Sport on both Meg and Casey.
I do think both Safran and MTU could build jet engines from the ground up and in fact they do. GE and PW could as well. PW still is deep in the LCA arena with its legacy products as well a fighter engines.
PW also is like 5 Japanese mfgs of turbines involved. Its the IAE V2500 group sans RR who sold out.
PW group is a lot of risk sharing on the GTF even if its not the IAE structure.
Ultimately having a nut job come along and disrupt things is a bizarre event that has almost never if ever happened.
Its virtually impossible to isolate out from the global supply chain.

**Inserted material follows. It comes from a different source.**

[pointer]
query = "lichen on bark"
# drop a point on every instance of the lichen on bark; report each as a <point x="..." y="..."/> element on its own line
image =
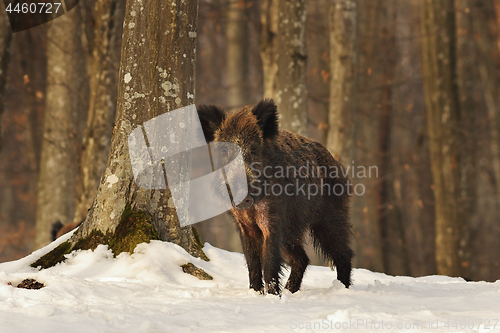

Do you start a hugely costly program that will never see completion vs waiting things out?
“PW also is like 5 Japanese mfgs of turbines involved.”
It’s IAE engines, not P&W’s; they were not P&W’s partners since it’s not P&W that got them involved in the project in the first place.
Last but not the least, there aren’t five. So the only conclusion I can draw is everything above is plain wrong.
Who supplies the engine for Rafael? American or the Brit? 🙄
Oops. Thanks to what TW sloppy writing, it’s P&W but their partner is JAE.
*to TW’s*
Indeed the aviation business is global, but the current US administration has decided that’s no longer the case. EU, Canada and pretty much every other country now understands that US is not a reliable trading partner and is actively decoupling their fortunes from US. The tariff threats and sovereignty threats have not yet had their full effect but when they eventually do it will be ugly.
From personal experience I can tell you that Trump is not a reliable trading partner. I wouldn’t say that about the US in common.
A man who ruined several casinos now tries to ruin the biggest casino of all: the US economy.
“I wouldn’t say that about the US in common.”
Not sure about that.
This whole circus started 8 years ago. Trump’s successor continued it to a certain extent (e.g. semiconductor restrictions). Now we have Trump 2.0.
And who’s next? Vance?
MAGA still has quite broad popular support 🙈
This doesn’t appear to be a short-term thing: it looks structural.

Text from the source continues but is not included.